P17.95NOVOTTF-100A ALTERNATING ELECTRIC FIELDS THERAPY FOR RECURRENT GLIOBLASTOMA: AN ANALYSIS OF PATIENT REGISTRY DATA

• Published in: Neuro-oncology (Charlottesville, Va.) Vol. 16; no. Suppl 2; p. ii110
• Main Authors: Wong, E.T., Engelhard, H.H., Tran, D.D., Kew, Y., Mrugala, M.M., Cavaliere, R., Villano, J.L., Rudnick, J., Sumrall, A.L., Zhu, J.
• Format: Journal Article
• Language: English
• Published: Oxford University Press 01.09.2014
• Subjects: Poster Presentations
• ISSN: 1522-8517; 1523-5866
• DOI: 10.1093/neuonc/nou174.424

BACKGROUND: The NovoTTF-100A is a first-of-a-kind anticancer device, approved by the Food and Drug Administration in 2011, for the treatment of recurrent glioblastomas.
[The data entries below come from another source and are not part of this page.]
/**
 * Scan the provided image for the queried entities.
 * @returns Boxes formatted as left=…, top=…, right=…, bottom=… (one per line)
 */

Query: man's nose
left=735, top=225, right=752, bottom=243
It emits alternating electric fields, at an intensity of 1 V/cm and a frequency of 200 kHz, that mimic the cytotoxic effect of chemotherapy by disrupting charged cytoplasmic proteins involved in the tightly orchestrated process of mitosis. Past phase III trial demonstrated equivalent efficacy when the device was compared to conventional cytotoxic chemotherapies and bevacizumab, but without their systemic side effects. METHODS: The NovoTTF-100A device has been available by prescription at 91 oncology centers in the United States since November 2011. We retrospectively analyzed the outcome and toxicity data from patients who were prescribed the device from October 2011 to November 2013 as treatment for their recurrent glioblastomas. RESULTS: There were 147 female and 310 male patients (n = 457) who were treated with this device. The median age was 55 (range 18 to 86) years. The Kaplan-Meier median OS was 9.6 (95% confidence interval [CI] 8.0 to 13.7) months and the median treatment duration was 4.1 (95% CI 3.5 to 4.8) months. The most common device-related adverse events include skin reaction (24.3%), neurological disorders(10.4%), heat sensation (8.9%), electric sensation (7.7%) and headache (5.7%). CONCLUSIONS:Treatment with NovoTTF-100A, as prescribed in the general clinical setting to patients with recurrent glioblastomas, offers favorable outcomes compared to historical patient data. The adverse event profile of the device remains benign with no new unexpected toxicities.